Reading that little story was like reading James Baldwin: You can read about the horror of slavery, but it doesn’t quite seem real. Then you read about this guy who goes to DeWitt Clinton High School and wants to be a writer, and the world is determined to make him feel like a worm, and he says, “I’m not going to feel like a worm. I’m not going to let them beat me down,” and you understand. Anne Frank’s diary has the same effect. I can’t imagine 6 million peanuts, much less 6 million people, but I can see this one girl and understand. There’s something very real about this adolescent girl who can’t stand her mother and is cooped up in a cramped attic. What made the Holocaust real for me was that one little doll in a museum. And I don’t even know how many members of my family were killed — only one uncle escaped, by fleeing to Russia. After I saw that rag doll and read its story, I went into the meditation room at the end of the exhibit, and I stood there and recited kaddish.
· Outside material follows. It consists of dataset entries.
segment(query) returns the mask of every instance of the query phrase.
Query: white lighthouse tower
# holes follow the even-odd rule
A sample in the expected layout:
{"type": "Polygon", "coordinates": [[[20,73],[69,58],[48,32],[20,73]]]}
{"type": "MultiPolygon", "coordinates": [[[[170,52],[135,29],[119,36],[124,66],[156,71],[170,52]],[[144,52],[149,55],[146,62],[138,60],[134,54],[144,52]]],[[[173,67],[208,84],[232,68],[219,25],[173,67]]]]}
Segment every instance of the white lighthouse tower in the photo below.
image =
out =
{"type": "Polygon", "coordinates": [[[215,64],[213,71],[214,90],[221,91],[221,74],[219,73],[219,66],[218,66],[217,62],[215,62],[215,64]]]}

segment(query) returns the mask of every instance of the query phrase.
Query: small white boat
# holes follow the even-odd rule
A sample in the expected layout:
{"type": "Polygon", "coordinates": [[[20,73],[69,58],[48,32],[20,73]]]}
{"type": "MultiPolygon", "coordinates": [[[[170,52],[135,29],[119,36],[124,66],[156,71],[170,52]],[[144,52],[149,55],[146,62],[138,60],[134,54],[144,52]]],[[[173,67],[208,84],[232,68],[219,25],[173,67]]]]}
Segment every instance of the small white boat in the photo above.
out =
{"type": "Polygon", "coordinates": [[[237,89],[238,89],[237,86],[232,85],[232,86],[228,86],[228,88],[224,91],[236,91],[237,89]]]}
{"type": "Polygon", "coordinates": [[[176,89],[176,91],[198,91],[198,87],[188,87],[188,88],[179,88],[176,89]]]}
I claim not to believe, but when my father died I said kaddish every morning and night for a year. I think we all seek spiritually; I just can’t say that I’ve found. At the same time, I can’t say I haven’t found. I’m always balancing the secular and the spiritual in my work. I come down on the side of intense confusion. I wouldn’t call myself a believer but a man yearning for belief — which is why I also wouldn’t call myself a nonbeliever.
I might use the word agnostic, admitting to the possibility of God as well as to the possibility of accident. I would prefer it weren’t accident, but I can’t necessarily believe what I prefer. When I was growing up, being an atheist held a certain glamour. It was considered brave. There was something tough and defiant about it. But today, for me, being an atheist would be an embarrassment. One thing I insist on in my own writing is absolute honesty — it’s the only reason to write autobiographically. When either spirituality or nonbelief becomes smug, I can’t stand it. The two seem to me parallel states of officiousness. I’d rather live with doubt and hope.